The government has tabled dozens of amendments to Finance Bill provisions on ‘disguised remuneration’ that have been severely criticised by tax professionals.

Deloitte said the ‘significant and mostly welcome’ amendments to Schedule 2 will further restrict the scope of the original proposals.

The Chartered Institute of Taxation had warned that while amendments to the initial draft published last December allayed some concerns, the Finance Bill provisions published on 31 March were ‘far too complex’.

The rules ‘remain very widely drafted and the new exclusions are intricate and heavily qualified, running to nearly 60 pages compared with the original 25,’ the CIOT said in a submission prepared last month.

One of a number of ‘tax avoidance tests’ effectively introduced a general anti-avoidance rule for employment taxes, it claimed. ‘Whilst we fully appreciate the government’s objective in wanting to rein in avoidance around EBTs and to contain tax leakage concerning alternatives to registered pensions, we remain unconvinced that the present legislation represents a practical and proportionate way of going about this.’

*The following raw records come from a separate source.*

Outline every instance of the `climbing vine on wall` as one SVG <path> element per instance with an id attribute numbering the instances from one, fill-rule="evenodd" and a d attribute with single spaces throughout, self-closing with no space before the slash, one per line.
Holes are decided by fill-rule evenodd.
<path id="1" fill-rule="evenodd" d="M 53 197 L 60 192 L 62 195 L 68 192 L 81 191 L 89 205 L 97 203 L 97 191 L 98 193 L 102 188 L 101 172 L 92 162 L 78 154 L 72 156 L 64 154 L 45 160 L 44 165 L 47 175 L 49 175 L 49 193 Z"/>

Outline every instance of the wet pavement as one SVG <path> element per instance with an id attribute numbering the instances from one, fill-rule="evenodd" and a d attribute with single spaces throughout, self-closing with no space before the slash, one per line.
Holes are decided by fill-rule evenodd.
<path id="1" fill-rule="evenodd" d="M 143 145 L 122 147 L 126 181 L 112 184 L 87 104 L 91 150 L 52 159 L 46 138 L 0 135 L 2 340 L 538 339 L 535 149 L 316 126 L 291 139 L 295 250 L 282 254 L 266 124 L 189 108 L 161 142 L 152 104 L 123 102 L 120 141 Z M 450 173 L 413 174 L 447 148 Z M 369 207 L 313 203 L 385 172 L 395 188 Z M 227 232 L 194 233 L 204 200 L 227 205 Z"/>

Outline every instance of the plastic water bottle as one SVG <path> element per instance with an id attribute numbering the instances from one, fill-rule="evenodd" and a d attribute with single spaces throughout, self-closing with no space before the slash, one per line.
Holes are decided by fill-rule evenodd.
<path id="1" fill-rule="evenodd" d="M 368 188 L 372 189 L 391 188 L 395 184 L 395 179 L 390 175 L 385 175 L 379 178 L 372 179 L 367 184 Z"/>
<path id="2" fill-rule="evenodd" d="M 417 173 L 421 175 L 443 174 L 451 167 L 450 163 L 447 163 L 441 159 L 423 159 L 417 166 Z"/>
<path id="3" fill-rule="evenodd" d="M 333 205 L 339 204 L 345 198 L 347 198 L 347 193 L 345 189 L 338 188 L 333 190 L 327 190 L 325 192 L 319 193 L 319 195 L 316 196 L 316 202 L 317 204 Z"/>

Colin Ben-Nathan, Chairman of the CIOT’s Employment Taxes Sub-Committee, said: ‘We support the government in tackling tax avoidance involving rewards paid via third parties but we think the legislation in the Finance Bill is far too complicated and risks creating problems as well as solving them.’

Helen Lethaby, Tax Partner at Freshfields Bruckhaus Deringer, said HMRC’s ‘determination to stick with a “tax everything, untax by exemptions” approach’ had resulted in ‘a hugely complex set of rules’. Writing in Tax Journal on 22 April, she claimed that the rules ‘remain a major blot on the government’s desire to create a clear, business-friendly tax regime’.

A Public Bill Committee will resume its consideration of the Finance Bill tomorrow.